JAKARTA – Guru Besar Ilmu Hukum Universitas Al-Azhar Indonesia, Prof Dr Suparji Ahmad SH MH punya pandangan hukum terkait kasus Penerbitan Surat Keputusan (SK) Bupati Tanah Bambu Nomor 296 Tahun 2011 yang diteken Mardani H Maming.
Diketahui, SK itu berisi persetujuan pelimpahan izin usaha pertambangan operasi produksi (IUP-OP) batubara PT Bangun Karya Pratama Lestari ke PT Prolindo Cipta Nusantara (PCN).
Menurut Supardji, secara hukum SK persetujuan IUP tersebut sah karena telah melalui proses hukum administrasi di tingkat dinas teknis. Baik tentang persyaratan administratif, teknis, lingkungan, dan finansial yang secara prosedural telah dilalui.
Dalam legal opinionnya, Suparji mengungkapkan alasan-alasan hukum yang mendasari dan menyimpulkan bahwa penerbitan SK Bupati Tanah Bambu yang saat itu dijabat Mardani H Maming sah.
Dalam hal terdapat cacat administrasi dalam penerbitan SK Bupati Tanah Bambu No 296 tahun 2011, dijelaskan Suparji, upaya yang bisa ditempuh adalah dengan mengajukan permohonan pembatalan kepada pejabat yang menerbitkan SK tersebut, pejabat atasan bupati, atau mengajukan gugatan pembatalannya ke Pengadilan Tata Usaha Negara (PTUN).
“Dalam kasus cacat prosedur merupakan ranah hukum administrasi untuk penyelesaiannya. Kecuali jika terdapat maladministrasi, utamanya bila terjadi penyalahgunaan wewenang (detournement de pouvoir),” jelasnya, Rabu (22/6).
Mardani, diakuinya saat itu memang menjadi Bupati Tanah Bambu (Tanbu). Namun, dia meyakini tidak menerima gratifikasi seperti yang disangkakan padanya.
“Dia (Mardani) tidak menerima sepeserpun gratifikasi izin tambang tersebut. Tuduhan itu selain tak berdasar, juga fitnah keji yang tidak bisa dipertanggungjawabkan,” tegasnya.
Keyakinannya itu terkonfirmasi dalam fakta persidangan. Dia mengatakan, Jaksa Penuntut Umum (JPU) juga telah mengonfirmasi atau memastikan ke terdakwa Dwijono. Tak hanya JPU, hakim yang memimpin persidangan juga telah memastikan itu ke Dwijono.

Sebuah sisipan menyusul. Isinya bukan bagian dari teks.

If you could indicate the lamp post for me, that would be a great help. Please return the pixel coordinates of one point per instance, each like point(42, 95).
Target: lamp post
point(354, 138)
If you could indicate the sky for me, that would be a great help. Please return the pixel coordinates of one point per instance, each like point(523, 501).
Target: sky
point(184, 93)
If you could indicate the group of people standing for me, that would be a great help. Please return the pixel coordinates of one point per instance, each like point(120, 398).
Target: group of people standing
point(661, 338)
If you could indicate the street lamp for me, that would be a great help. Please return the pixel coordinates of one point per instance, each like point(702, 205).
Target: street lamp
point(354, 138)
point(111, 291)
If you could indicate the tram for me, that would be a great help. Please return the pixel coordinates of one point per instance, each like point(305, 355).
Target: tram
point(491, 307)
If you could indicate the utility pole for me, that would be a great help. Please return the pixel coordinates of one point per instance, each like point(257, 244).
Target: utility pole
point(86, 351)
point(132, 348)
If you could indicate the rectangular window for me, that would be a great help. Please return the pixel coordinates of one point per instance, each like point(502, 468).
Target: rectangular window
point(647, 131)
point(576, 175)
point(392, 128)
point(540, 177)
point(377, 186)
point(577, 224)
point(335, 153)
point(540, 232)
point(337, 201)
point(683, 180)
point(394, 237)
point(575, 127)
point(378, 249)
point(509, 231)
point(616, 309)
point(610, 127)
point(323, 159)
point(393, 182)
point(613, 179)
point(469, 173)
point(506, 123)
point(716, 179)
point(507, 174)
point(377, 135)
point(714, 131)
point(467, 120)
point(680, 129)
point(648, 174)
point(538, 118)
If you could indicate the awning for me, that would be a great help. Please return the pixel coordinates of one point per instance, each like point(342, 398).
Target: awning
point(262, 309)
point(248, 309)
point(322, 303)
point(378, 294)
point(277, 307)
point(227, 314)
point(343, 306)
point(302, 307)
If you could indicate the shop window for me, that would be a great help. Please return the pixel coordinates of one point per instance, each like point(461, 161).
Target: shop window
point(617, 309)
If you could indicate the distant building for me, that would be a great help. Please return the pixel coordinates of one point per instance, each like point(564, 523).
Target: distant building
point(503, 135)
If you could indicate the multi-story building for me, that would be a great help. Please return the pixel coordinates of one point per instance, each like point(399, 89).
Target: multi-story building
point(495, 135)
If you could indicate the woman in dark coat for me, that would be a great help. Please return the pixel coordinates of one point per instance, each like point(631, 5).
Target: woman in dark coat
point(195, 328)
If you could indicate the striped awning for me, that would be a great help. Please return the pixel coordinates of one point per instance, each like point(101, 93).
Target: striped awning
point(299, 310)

“(Dalam persidangan) Dwijono tetap menegaskan Mardani tidak menerima gratifikasi sama sekali. Uang haram itu hanya dinikmati sendiri oleh terdakwa,” katanya.
Terkait kesaksian Christian Soetio selaku direktur PT PCN yang menyebut adanya aliran dana ke Mardani H Maming melalui PT Permata Abadi Raya (PAR) dan PT Trans Surya Perkasa (TSP) sebesar Rp89 Miliar, kesaksian itu, kata dia, hanyalah fitnah.
“Transfer itu justru ditujukan ke rekening perusahaan yang saat itu tidak ada kaitannya dengan Mardani. Malah justru perusahaan Christan yang mempunyai utang kepada PT TSP dan PT PAR sebesar Rp 106 miliar yang saat ini sedang dalam proses penundaan kewajiban pembayaran utang (PKPU),” tuturnya.
Dilihat dari posisi kasus tersebut, dia meyakini persoalan penerbitan izin tambang tersebut tak lagi dikait-kaitkan dengan Mardani H Maming.
Pakar Hukum Pidana Universitas Al-Azhar Indonesia ini menegaskan Mardani tak terlibat dan tidak ikut bancakan. (*/thr)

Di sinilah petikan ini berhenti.